As Steve Nash's understudy in Phoenix and Kyle Lowry's in Houston, Dragic never got a chance to run a team until Lowry was injured last season. He excelled as a starter, averaging 18 points and 8.4 assists, and showed he's ready for a leading role for years to come. The 26-year-old Yugoslavian lefty agreed to a four-year, $30 million deal with the Suns, who will hand him the reins as Nash leaves for the Lakers.
Thanks to his reality-show stint, he'll probably always be best known as Kim Kardashian's ex, but the other reality is that Humphries, 27, has become a pretty decent power forward. He averaged 13.8 points and 11 rebounds last season, his second straight averaging a double-double, and will remain with the Nets on a new two-year, $24 million deal.
After eight years in Dallas, the Jet is spreading his wings for Boston. At 34 he's only three years removed from winning Sixth Man of the Year and just one from his clutch play in the 2011 Finals. Still a fearless shot-maker and a premier sixth man, Terry has aged well, like most great shooters, and will join the Celtics on a three-year, $15 million contract.
Last season the Nets traded their first-round pick (No. 6 overall) to Portland for Wallace, 29, a high-energy defender and rebounder who is well-respected in the league. They could have lost him when he opted out of the final year and $9.5 million on his contract, but he agreed to a new four-year, $40 million deal with the Nets as they move to Brooklyn.
The NBA's all-time 3-point shot-maker still may have the sweetest stroke in the game. In his 16th NBA season, Allen shot a career-best 45 percent from long range and 91 percent from the line. Ankle problems slowed him in the playoffs, but the 36-year-old is a fitness fanatic who should be a great addition to the Miami Heat. He signed a three-year deal worth $9 million with the NBA champs, turning down a more lucrative offer to remain in Boston.
Duncan, 36, was free to go anywhere, but there was never a chance he'd leave San Antonio, where he's spent all 15 of his NBA seasons and won four championships. His new three-year deal with the Spurs is reportedly worth $30 million and is fully guaranteed, virtually ensuring he will finish his career with the only NBA team he has ever known.
Most 38-year-old point guards who can't guard their own shadow would have minimal market value. But Nash remains an offensive maestro on the court, one of the greatest shooters and passers in league history. Incredibly, he'll now join his longtime rivals, the Los Angeles Lakers, in a sign-and-trade deal for three years and $25 million.
If you think Garnett is washed up, you must not have watched the 2012 playoffs. Playing out of position at center, he dominated the big men for the Hawks, Sixers and Heat.
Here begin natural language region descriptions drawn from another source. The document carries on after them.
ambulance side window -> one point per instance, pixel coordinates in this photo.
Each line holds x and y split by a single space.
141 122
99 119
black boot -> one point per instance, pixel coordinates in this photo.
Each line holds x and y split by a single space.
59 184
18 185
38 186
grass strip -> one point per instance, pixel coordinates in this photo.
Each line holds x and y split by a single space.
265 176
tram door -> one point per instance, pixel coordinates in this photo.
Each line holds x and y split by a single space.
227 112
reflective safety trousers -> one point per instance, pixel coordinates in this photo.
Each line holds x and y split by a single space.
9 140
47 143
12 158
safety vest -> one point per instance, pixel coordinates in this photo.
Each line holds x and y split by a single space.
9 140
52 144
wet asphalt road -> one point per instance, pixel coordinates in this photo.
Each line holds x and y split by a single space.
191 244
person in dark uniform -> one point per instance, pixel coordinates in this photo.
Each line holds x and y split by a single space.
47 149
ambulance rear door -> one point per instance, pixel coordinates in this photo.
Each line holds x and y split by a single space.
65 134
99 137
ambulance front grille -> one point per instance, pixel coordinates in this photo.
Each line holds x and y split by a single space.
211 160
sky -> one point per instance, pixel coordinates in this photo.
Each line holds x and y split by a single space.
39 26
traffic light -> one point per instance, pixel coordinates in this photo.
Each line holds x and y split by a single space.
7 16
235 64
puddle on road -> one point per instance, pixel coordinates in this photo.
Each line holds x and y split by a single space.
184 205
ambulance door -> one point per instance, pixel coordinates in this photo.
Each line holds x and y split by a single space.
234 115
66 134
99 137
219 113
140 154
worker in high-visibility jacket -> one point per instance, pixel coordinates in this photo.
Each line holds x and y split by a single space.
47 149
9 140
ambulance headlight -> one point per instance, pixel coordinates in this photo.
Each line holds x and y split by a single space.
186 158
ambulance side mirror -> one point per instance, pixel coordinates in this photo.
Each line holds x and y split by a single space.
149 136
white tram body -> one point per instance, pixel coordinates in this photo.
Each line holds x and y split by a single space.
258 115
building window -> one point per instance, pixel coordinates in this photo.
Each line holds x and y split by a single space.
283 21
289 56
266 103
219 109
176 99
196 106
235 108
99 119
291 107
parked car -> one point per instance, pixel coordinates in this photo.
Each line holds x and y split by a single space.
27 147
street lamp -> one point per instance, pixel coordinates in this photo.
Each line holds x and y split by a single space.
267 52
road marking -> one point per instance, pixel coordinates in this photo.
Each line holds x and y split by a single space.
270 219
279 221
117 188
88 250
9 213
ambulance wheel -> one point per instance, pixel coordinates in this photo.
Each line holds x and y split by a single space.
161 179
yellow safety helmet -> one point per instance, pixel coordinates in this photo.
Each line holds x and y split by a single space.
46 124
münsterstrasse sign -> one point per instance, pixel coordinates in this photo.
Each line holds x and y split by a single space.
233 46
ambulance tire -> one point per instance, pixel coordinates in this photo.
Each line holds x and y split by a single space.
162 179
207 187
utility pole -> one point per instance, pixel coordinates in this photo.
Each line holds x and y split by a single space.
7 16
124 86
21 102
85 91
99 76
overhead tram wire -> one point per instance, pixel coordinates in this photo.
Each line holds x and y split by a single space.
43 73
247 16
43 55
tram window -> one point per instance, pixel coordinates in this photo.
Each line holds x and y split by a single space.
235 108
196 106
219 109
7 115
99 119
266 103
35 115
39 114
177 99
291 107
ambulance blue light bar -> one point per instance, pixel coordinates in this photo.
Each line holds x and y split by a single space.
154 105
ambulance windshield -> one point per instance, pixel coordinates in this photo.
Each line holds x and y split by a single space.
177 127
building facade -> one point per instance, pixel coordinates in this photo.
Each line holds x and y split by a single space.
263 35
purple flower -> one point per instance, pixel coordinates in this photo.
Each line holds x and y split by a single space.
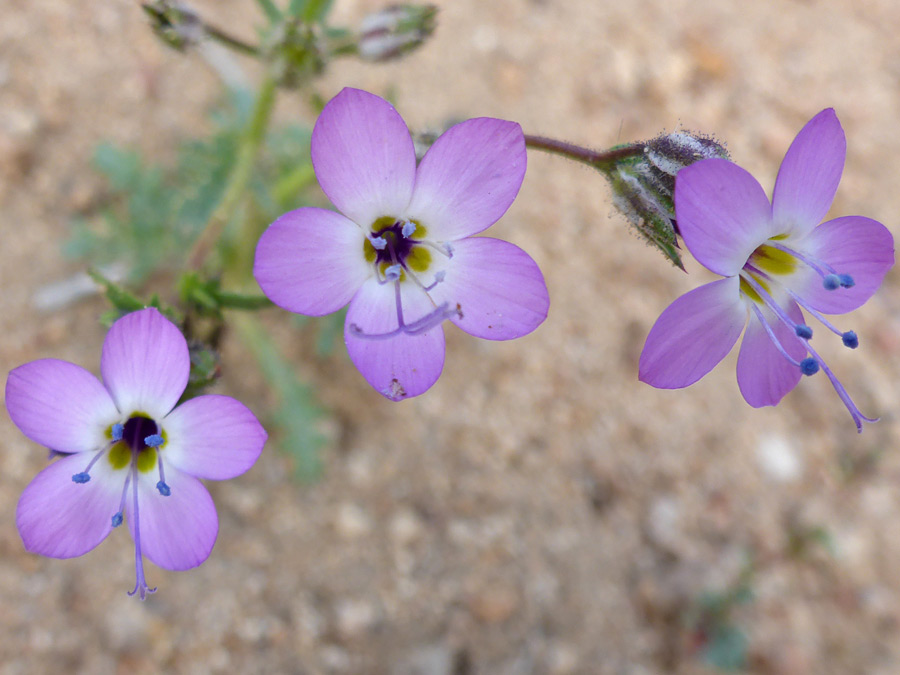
127 453
401 251
776 259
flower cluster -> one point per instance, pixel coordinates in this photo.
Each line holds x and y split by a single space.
776 260
126 453
401 250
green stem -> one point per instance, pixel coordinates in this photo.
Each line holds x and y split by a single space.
252 139
229 300
593 158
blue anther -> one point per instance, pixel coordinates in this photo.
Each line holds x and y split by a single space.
850 339
831 282
803 331
846 281
809 366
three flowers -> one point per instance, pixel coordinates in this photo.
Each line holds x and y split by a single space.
402 253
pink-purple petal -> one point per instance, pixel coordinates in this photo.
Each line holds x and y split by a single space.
177 531
723 214
854 245
213 437
145 363
497 286
59 405
764 375
403 366
693 334
311 261
363 156
469 178
809 175
59 518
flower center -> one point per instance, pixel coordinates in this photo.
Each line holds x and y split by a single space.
400 251
136 445
133 445
397 242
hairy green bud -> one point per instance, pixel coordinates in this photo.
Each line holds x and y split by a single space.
644 185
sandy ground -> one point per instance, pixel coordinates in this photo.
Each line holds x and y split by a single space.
540 510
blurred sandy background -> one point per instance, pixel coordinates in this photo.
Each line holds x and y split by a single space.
540 510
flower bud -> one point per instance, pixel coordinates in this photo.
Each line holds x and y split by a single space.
175 23
644 186
395 31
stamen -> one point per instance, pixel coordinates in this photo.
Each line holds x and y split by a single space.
439 276
858 417
140 584
820 266
443 248
831 280
163 488
85 476
821 319
809 366
770 301
774 339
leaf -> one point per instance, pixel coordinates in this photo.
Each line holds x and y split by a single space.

At 36, he ain't what he used to be. But he's probably better than the center on your favorite team. His new three-year, $34 million deal with the Celtics will allow him to surpass Shaquille O'Neal ($292M) for the highest career earnings in NBA history.
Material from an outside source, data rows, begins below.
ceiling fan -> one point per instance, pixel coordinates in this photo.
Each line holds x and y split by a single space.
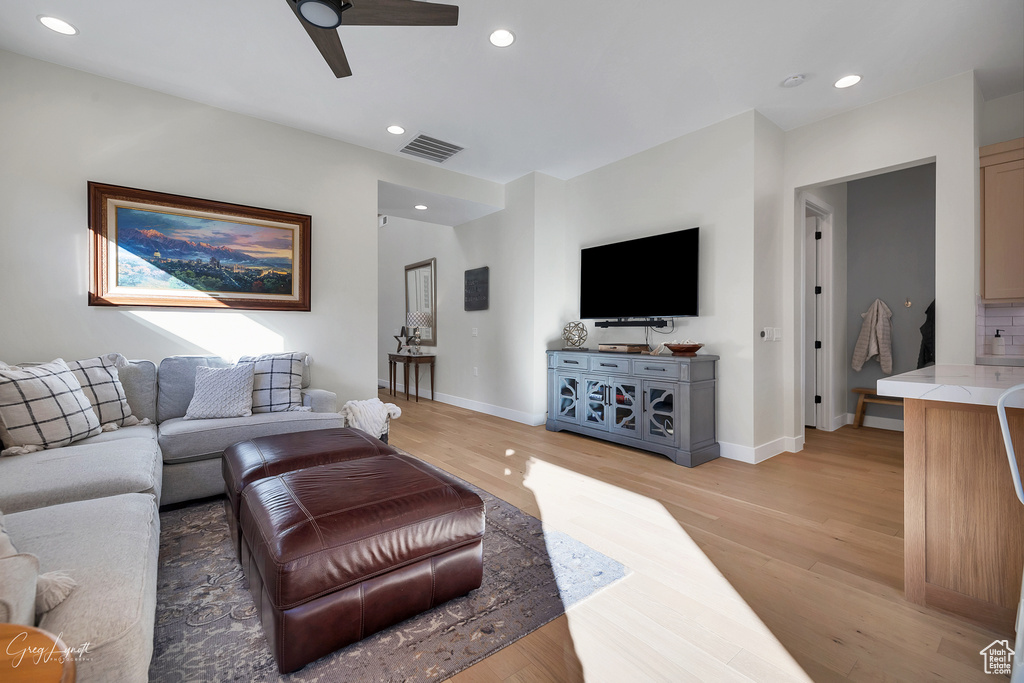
322 17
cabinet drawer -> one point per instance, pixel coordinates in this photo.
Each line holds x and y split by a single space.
613 366
657 369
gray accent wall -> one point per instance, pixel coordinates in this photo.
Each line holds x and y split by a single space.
890 256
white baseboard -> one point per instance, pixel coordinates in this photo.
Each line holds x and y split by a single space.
755 455
476 406
879 423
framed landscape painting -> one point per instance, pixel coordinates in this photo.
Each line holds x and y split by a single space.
154 249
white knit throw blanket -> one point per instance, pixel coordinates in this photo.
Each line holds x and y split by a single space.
371 416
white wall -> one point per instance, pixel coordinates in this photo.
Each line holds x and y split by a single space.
510 367
60 128
1001 120
767 288
937 122
401 243
702 179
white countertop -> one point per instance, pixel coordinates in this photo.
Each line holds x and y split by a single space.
980 385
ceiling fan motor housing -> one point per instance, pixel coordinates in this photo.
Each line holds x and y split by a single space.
323 13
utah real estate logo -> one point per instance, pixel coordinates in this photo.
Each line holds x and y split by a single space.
998 657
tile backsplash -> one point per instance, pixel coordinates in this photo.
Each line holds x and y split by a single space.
1006 316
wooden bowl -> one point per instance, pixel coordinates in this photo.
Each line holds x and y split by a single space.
683 349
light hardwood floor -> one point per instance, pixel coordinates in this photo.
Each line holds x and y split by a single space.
791 569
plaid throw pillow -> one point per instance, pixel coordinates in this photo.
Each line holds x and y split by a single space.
101 386
44 406
276 381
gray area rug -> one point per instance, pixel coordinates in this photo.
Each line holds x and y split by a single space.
207 628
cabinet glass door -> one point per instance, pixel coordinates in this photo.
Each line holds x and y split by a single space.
625 407
567 393
595 414
659 416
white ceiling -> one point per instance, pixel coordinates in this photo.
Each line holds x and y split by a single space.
399 201
588 81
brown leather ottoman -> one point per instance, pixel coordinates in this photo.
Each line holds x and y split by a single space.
337 552
266 456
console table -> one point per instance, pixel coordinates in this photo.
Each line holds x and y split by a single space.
663 403
407 359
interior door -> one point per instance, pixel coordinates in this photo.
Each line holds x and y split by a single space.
812 318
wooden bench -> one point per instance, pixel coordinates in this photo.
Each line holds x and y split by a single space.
868 396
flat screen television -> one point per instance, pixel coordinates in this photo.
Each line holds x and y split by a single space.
653 276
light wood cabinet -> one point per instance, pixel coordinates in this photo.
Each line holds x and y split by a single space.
964 530
1003 220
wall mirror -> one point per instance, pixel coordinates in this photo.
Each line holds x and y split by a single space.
421 297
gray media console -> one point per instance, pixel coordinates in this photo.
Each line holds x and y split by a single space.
662 403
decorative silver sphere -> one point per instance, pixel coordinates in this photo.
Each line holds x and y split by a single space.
574 334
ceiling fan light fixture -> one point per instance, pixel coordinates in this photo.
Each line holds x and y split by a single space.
323 13
502 38
58 26
847 81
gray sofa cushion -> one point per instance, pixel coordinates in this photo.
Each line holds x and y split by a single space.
177 382
110 546
80 472
137 431
139 381
181 440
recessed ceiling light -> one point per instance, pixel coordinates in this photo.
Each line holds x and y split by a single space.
847 81
53 24
502 38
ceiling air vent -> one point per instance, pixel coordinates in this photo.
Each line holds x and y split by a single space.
432 148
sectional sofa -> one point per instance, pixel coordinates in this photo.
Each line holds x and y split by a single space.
91 508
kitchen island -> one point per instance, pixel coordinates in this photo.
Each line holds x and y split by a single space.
964 526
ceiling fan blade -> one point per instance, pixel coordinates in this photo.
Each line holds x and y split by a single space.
328 42
399 12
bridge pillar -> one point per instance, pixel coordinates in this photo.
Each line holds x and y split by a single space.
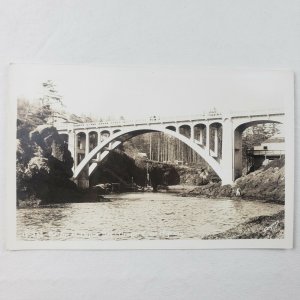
216 148
238 154
72 144
192 133
82 181
227 162
207 145
87 143
201 135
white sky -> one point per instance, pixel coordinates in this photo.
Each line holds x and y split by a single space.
140 91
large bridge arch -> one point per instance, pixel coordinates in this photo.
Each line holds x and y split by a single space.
125 134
There's only one NBA star in his prime who was on the open market this summer. Williams, 28, is a three-time All-Star point guard who doesn't do anything great but does everything well. He re-signed with the Nets for a max contract of five years and over $98 million as the team moves to Brooklyn. That's bad news for the Dallas Mavericks, his hometown team who he was also considering.